Determining the Association Between Continuity of Primary Care and Acute Care Use Among Adults with CKD in Alberta, Canada

Session Information

Category: CKD (Non-Dialysis)

  • 2101 CKD (Non-Dialysis): Epidemiology, Risk Factors, and Prevention

Authors

  • Chong, Christy, University of Calgary Cumming School of Medicine, Calgary, Alberta, Canada
  • Campbell, David, University of Calgary Cumming School of Medicine, Calgary, Alberta, Canada
  • Elliott, Meghan J., University of Calgary Cumming School of Medicine, Calgary, Alberta, Canada
  • Aghajafari, Fariba, University of Calgary Cumming School of Medicine, Calgary, Alberta, Canada
  • Ronksley, Paul E., University of Calgary Cumming School of Medicine, Calgary, Alberta, Canada
Background

Acute care use is high among individuals with chronic kidney disease (CKD). It is unclear how relational continuity of primary care influences downstream acute care use. We aimed to determine if poor relational continuity of primary care is associated with higher rates of all-cause and potentially preventable acute care use among adults with CKD.

Methods

We conducted a population-based retrospective cohort study of adults with stages 3 and 4 CKD and at least three visits to a primary care provider between April 1, 2011 to March 31, 2014 in Alberta, Canada. Relational continuity was calculated using the Usual Provider Continuity index and descriptive statistics were used to summarize patient and acute care encounter characteristics.
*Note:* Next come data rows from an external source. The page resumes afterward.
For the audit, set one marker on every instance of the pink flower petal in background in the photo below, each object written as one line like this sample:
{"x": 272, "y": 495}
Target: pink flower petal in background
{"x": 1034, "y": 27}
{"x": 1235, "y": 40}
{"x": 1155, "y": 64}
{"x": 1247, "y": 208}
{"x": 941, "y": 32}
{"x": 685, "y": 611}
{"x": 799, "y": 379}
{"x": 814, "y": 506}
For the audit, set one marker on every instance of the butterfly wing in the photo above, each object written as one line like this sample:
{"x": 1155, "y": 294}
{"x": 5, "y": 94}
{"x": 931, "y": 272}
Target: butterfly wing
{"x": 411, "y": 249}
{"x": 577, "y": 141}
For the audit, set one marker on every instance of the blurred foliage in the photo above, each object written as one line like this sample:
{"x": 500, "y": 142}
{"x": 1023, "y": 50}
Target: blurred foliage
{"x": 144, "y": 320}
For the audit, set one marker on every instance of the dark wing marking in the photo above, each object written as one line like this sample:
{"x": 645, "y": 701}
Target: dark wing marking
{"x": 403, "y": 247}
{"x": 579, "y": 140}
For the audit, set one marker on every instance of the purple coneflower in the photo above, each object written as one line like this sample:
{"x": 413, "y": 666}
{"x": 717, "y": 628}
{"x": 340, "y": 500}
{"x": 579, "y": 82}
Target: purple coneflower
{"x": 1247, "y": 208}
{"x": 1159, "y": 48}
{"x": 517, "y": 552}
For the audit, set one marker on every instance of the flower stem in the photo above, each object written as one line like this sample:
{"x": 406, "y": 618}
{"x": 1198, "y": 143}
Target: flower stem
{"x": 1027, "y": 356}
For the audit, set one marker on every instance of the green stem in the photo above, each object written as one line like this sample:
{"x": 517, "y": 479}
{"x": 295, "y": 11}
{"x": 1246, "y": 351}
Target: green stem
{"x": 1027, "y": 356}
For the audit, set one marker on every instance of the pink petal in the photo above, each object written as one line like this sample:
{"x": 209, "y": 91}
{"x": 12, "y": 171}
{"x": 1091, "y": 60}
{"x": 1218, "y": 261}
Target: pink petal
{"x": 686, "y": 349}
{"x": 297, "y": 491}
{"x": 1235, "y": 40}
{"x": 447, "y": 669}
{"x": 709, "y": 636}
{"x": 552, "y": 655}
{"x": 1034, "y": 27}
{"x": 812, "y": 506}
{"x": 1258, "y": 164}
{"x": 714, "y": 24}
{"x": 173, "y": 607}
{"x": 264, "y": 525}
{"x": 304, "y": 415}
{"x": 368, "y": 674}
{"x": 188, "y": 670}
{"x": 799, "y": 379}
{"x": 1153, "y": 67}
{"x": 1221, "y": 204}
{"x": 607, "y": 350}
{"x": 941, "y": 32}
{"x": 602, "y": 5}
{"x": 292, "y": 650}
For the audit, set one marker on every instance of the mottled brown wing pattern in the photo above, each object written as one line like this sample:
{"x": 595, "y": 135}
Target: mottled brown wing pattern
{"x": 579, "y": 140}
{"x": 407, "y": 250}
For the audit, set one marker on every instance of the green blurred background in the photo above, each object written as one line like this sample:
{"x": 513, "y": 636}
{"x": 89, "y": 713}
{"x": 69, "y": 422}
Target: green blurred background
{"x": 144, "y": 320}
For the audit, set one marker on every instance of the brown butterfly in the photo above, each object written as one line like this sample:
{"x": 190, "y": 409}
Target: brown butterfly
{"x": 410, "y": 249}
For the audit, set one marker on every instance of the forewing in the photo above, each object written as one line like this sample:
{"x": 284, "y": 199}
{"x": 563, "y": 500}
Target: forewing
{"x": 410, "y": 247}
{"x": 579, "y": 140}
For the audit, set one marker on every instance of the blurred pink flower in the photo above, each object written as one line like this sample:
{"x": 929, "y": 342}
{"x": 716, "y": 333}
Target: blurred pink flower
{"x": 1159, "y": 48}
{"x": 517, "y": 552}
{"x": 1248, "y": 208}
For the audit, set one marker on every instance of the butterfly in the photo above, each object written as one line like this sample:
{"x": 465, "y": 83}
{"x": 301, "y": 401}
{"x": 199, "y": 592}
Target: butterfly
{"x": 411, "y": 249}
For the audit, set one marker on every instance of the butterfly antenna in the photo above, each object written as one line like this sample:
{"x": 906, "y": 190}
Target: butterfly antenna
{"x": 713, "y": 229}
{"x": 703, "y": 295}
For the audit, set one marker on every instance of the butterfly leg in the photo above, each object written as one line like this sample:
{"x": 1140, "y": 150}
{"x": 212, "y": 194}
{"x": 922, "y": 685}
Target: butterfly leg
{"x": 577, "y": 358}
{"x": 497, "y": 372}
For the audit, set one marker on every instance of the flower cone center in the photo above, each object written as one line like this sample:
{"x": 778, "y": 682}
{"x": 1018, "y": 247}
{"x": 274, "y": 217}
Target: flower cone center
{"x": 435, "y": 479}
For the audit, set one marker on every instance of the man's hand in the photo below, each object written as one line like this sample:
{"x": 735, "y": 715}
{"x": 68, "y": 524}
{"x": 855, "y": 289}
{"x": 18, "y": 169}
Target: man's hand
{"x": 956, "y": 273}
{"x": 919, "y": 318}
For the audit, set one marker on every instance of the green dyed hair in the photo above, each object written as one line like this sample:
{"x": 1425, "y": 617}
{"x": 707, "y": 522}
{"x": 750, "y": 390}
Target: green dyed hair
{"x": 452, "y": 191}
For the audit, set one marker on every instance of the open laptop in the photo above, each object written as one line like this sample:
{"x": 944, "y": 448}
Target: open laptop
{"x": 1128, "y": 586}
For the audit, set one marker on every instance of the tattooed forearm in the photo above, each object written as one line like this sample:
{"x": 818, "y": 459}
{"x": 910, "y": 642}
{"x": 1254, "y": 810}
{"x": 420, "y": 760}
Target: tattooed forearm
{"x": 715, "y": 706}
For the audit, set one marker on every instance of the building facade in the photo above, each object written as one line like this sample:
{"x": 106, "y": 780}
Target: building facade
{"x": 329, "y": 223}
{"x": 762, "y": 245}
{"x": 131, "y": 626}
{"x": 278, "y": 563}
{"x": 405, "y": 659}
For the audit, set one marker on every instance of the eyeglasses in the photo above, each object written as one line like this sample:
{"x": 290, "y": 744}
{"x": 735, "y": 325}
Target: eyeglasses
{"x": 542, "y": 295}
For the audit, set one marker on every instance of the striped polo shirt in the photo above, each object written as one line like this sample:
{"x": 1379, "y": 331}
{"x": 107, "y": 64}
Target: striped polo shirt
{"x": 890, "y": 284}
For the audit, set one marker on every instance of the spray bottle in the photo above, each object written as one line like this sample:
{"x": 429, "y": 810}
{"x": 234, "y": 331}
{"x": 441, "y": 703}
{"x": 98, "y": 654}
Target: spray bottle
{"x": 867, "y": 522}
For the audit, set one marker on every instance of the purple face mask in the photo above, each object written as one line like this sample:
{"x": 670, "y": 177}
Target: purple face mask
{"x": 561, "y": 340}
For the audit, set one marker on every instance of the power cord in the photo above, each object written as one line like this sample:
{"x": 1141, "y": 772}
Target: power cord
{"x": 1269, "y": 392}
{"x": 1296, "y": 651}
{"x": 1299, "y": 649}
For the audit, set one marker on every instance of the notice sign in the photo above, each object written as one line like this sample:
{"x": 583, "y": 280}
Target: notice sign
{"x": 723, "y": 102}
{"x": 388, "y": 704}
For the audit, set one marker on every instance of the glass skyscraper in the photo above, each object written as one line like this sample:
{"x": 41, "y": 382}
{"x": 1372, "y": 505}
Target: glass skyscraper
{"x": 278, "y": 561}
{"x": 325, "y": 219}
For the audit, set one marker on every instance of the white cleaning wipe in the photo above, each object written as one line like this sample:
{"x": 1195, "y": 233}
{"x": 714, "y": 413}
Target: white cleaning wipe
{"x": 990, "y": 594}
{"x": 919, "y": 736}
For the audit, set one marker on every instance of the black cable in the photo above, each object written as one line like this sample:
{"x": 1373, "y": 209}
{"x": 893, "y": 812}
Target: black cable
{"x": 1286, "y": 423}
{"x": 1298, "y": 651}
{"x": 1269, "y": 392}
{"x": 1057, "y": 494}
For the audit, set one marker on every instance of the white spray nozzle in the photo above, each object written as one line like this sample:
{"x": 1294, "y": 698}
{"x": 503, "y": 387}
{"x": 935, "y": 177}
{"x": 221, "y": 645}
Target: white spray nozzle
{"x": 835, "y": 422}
Adjusted rates (per 1,000 person-years) and incidence rate ratios for all-cause and CKD-related ambulatory care-sensitive condition (ACSC) hospitalizations and emergency department (ED) visits were estimated using negative binomial regression models.

Results

Among 86,475 individuals with CKD, 51.3%, 30.0%, and 18.7% of patients had high, moderate, and poor continuity of primary care, respectively. There were 77,988 all-cause hospitalizations, 204,615 all-cause ED visits, 6,489 (8.3% of all hospitalizations) CKD-related ACSC hospitalizations, and 8,461 (4.1% of all ED visits) CKD-related ACSC ED visits during a median follow-up of 2.3 years. Rates of all-cause hospitalization and ED use increased with poorer continuity of primary care in a stepwise fashion across CKD stages. Poor continuity of primary care was also associated with higher rates of CKD-related ACSC hospitalization and ED visits, particularly among individuals with stage 3 CKD.

Conclusion

Poor continuity of care is associated with increased acute care use and targeted strategies are needed to strengthen patient-provider relationships within primary care among those with CKD.